Source data (Log stream)

For example, you have AWS VPC flow logs. You can find more details about VPC flow logs on AWS docs page.

It might look like (I have removed many fields here to simplify things):

[ 
{ "_timestamp": 1685264705559653, "dstaddr": "10.3.150.41", "packets": 5, "protocol": 6, "srcaddr": "10.3.76.90" }, 
{ "_timestamp": 1685264705559618, "dstaddr": "173.72.40.32", "packets": 1, "protocol": 17, "srcaddr": "10.3.150.41" }, 
{ "_timestamp": 1685264705559581, "dstaddr": "10.3.150.41", "packets": 1, "protocol": 17, "srcaddr": "173.72.40.32" }, 
{ "_timestamp": 1685264705559551, "dstaddr": "10.3.57.95", "packets": 5, "protocol": 6, "srcaddr": "10.3.150.41" }
]

You will notice that protocol number. Looking at it immediately does not tell you what the protocol is.

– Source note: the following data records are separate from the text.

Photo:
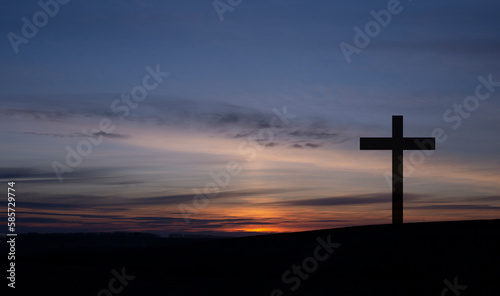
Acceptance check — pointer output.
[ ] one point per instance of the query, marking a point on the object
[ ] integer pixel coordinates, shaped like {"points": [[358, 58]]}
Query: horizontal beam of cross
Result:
{"points": [[397, 144]]}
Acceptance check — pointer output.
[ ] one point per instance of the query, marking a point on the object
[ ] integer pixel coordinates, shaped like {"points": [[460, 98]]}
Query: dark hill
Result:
{"points": [[413, 259]]}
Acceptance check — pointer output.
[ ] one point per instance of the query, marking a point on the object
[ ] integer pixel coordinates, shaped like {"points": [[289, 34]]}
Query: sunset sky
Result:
{"points": [[262, 93]]}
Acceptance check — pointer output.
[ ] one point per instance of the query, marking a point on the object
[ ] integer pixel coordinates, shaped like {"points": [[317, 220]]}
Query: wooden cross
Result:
{"points": [[397, 144]]}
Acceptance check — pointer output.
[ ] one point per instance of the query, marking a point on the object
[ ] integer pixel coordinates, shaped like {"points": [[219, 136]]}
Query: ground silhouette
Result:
{"points": [[411, 259]]}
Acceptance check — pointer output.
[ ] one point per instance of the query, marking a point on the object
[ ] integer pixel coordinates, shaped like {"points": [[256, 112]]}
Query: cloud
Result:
{"points": [[81, 135], [346, 200]]}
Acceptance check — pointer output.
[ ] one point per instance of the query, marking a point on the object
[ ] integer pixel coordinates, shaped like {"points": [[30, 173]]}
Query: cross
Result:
{"points": [[397, 144]]}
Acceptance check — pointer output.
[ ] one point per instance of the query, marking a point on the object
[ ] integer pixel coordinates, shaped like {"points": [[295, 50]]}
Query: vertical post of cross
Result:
{"points": [[397, 170], [397, 144]]}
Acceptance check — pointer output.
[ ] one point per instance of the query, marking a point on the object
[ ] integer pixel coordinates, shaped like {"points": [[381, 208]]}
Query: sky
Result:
{"points": [[241, 117]]}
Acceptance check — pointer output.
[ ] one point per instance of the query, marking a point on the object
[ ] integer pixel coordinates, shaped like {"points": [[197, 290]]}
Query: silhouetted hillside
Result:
{"points": [[414, 259]]}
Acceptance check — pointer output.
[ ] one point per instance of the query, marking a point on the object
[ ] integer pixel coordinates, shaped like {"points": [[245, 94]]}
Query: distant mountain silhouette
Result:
{"points": [[411, 259]]}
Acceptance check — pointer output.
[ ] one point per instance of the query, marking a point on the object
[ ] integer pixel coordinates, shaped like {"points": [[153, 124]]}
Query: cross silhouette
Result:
{"points": [[397, 144]]}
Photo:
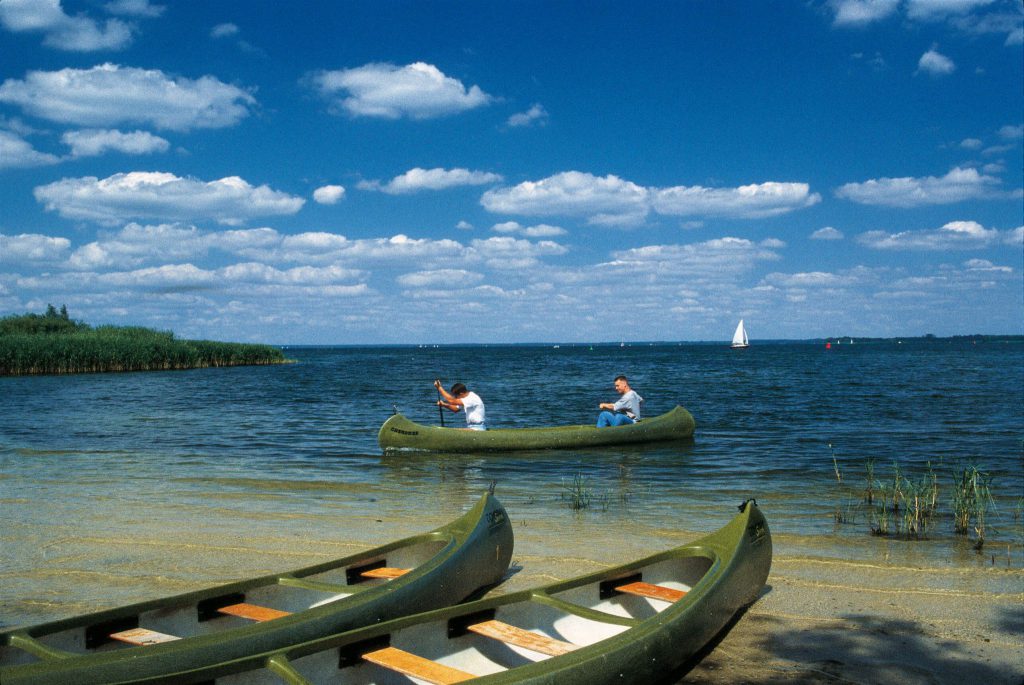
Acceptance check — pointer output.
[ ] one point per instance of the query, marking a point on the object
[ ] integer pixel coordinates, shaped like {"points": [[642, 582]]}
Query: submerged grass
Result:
{"points": [[909, 506]]}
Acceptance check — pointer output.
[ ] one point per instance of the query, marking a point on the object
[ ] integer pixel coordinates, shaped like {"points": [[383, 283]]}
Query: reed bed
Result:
{"points": [[53, 344], [909, 506]]}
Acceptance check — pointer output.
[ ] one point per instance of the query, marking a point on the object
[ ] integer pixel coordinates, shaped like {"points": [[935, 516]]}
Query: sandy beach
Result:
{"points": [[824, 617]]}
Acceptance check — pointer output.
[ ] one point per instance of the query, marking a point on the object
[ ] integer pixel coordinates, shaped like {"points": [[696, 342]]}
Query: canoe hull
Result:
{"points": [[398, 433], [468, 554], [613, 639]]}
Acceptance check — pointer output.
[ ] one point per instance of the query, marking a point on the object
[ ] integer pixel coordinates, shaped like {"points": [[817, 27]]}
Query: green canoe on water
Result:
{"points": [[400, 433], [154, 640], [633, 625]]}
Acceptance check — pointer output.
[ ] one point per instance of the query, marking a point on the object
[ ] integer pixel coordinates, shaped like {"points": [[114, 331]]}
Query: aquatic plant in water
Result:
{"points": [[971, 502]]}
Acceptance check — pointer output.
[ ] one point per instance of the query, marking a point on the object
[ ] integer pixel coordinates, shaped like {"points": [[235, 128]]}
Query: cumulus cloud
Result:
{"points": [[929, 10], [224, 31], [745, 202], [329, 195], [163, 196], [134, 8], [957, 185], [17, 153], [603, 201], [953, 236], [535, 116], [418, 179], [612, 201], [934, 62], [860, 12], [417, 91], [92, 142], [32, 248], [540, 230], [110, 94], [76, 34], [437, 277], [826, 233]]}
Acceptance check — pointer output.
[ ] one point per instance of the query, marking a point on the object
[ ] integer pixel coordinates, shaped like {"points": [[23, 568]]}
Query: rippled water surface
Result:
{"points": [[118, 487]]}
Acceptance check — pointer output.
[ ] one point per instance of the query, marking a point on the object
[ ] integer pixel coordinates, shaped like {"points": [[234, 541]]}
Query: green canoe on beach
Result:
{"points": [[636, 624], [400, 433], [154, 640]]}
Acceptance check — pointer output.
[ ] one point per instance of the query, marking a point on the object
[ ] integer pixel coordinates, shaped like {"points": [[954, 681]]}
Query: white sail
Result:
{"points": [[739, 337]]}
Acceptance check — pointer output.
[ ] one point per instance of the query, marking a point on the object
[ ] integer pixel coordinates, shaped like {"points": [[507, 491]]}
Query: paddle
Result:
{"points": [[440, 410]]}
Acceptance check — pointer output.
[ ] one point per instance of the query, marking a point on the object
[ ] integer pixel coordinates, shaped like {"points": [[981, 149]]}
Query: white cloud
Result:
{"points": [[860, 12], [418, 91], [1012, 132], [540, 230], [953, 236], [612, 201], [929, 10], [78, 34], [329, 195], [418, 179], [163, 196], [936, 63], [535, 116], [15, 153], [747, 202], [110, 94], [16, 250], [224, 31], [957, 185], [452, 277], [134, 8], [92, 142], [609, 201], [826, 233]]}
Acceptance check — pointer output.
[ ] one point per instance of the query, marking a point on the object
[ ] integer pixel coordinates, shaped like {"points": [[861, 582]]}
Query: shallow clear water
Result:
{"points": [[123, 486]]}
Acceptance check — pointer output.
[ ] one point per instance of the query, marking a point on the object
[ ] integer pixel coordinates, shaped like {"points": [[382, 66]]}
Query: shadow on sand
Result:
{"points": [[768, 650]]}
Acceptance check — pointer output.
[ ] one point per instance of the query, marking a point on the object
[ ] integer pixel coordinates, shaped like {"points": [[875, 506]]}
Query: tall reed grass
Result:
{"points": [[53, 344]]}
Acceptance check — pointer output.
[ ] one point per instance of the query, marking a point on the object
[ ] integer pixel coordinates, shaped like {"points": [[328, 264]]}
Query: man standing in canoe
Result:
{"points": [[460, 397], [625, 411]]}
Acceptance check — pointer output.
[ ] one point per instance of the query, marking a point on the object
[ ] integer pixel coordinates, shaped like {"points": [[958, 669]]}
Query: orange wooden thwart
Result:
{"points": [[384, 572], [652, 591], [417, 667], [517, 636], [252, 611]]}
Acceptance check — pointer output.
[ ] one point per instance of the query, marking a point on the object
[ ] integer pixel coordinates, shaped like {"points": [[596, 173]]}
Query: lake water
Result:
{"points": [[123, 486]]}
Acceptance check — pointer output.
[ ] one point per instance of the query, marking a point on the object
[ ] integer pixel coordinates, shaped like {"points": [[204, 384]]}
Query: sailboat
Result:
{"points": [[739, 340]]}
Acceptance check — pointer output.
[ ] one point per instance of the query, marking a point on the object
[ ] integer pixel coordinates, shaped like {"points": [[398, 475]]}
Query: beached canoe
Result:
{"points": [[400, 433], [632, 625], [145, 642]]}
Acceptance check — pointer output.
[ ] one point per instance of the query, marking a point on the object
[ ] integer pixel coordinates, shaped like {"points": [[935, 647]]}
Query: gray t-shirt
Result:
{"points": [[630, 404]]}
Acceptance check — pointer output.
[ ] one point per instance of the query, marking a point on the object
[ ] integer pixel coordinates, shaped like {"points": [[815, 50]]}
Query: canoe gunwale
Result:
{"points": [[606, 655], [399, 433], [474, 547]]}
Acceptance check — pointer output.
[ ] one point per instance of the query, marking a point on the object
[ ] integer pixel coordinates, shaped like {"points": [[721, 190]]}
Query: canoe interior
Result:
{"points": [[581, 615], [196, 614]]}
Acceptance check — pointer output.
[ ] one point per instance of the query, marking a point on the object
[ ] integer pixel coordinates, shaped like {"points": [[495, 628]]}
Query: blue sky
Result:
{"points": [[444, 172]]}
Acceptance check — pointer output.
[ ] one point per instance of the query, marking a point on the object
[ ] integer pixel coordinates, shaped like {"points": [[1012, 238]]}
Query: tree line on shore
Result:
{"points": [[53, 343]]}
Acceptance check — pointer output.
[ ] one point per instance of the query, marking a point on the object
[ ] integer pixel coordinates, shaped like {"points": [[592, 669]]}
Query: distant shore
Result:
{"points": [[52, 344]]}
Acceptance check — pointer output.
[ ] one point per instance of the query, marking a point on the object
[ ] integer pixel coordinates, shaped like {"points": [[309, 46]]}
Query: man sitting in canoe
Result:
{"points": [[460, 397], [623, 412]]}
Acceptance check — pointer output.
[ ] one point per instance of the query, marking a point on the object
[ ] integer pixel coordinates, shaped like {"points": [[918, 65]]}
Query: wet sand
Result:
{"points": [[823, 618], [835, 610]]}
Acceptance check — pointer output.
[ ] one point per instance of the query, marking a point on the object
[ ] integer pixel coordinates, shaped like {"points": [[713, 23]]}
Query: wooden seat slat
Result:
{"points": [[252, 611], [652, 591], [384, 572], [522, 638], [417, 667], [142, 636]]}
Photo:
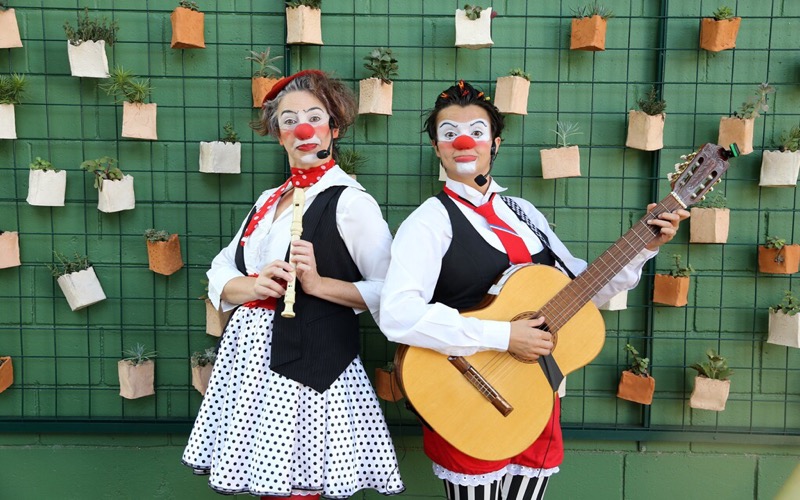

You will need to look up the protocol number in a enrichment table to get the protocol name.

Enrichment table

The enrichment table will look like this:

protocols.csv
protocol_number,keyword,protocol_description
0,HOPOPT,IPv6 Hop-by-Hop Option
1,ICMP,Internet Control Message
2,IGMP,Internet Group Management
3,GGP,Gateway-to-Gateway
4,IPv4,IPv4 encapsulation
5,ST,Stream
6,TCP,Transmission Control
7,CBT,CBT
8,EGP,Exterior Gateway Protocol
9,IGP,any private interior gateway (used by Cisco for their IGRP)
10,BBN-RCC-MON,BBN RCC Monitoring
11,NVP-II,Network Voice Protocol
12,PUP,PUP
.
.
.

Desired output

Our goal would be be to get the logs to look like:

[ 
{ "_timestamp": 1685264705559653, "dstaddr": "10.3.150.41", "packets": 5, "protocol": "TCP", "srcaddr": "10.3.76.90" }, 
{ "_timestamp": 1685264705559618, "dstaddr": "173.72.40.32", "packets": 1, "protocol": "UDP", "srcaddr": "10.3.150.41" }, 
{ "_timestamp": 1685264705559581, "dstaddr": "10.3.150.41", "packets": 1, "protocol": "UDP", "srcaddr": "173.72.40.32" }, 
{ "_timestamp": 1685264705559551, "dstaddr": "10.3.57.95", "packets": 5, "protocol": "TCP", "srcaddr": "10.3.150.41" }
]
protocol 6 and 17 have been replaced with TCP and UDP respectively.

Hands on exercise

Let's do a hands on exercise in order to understand how to do enrichment.

Upload sample data

Download sample data for VPC flow log and ingest it into your OpenObserve instance.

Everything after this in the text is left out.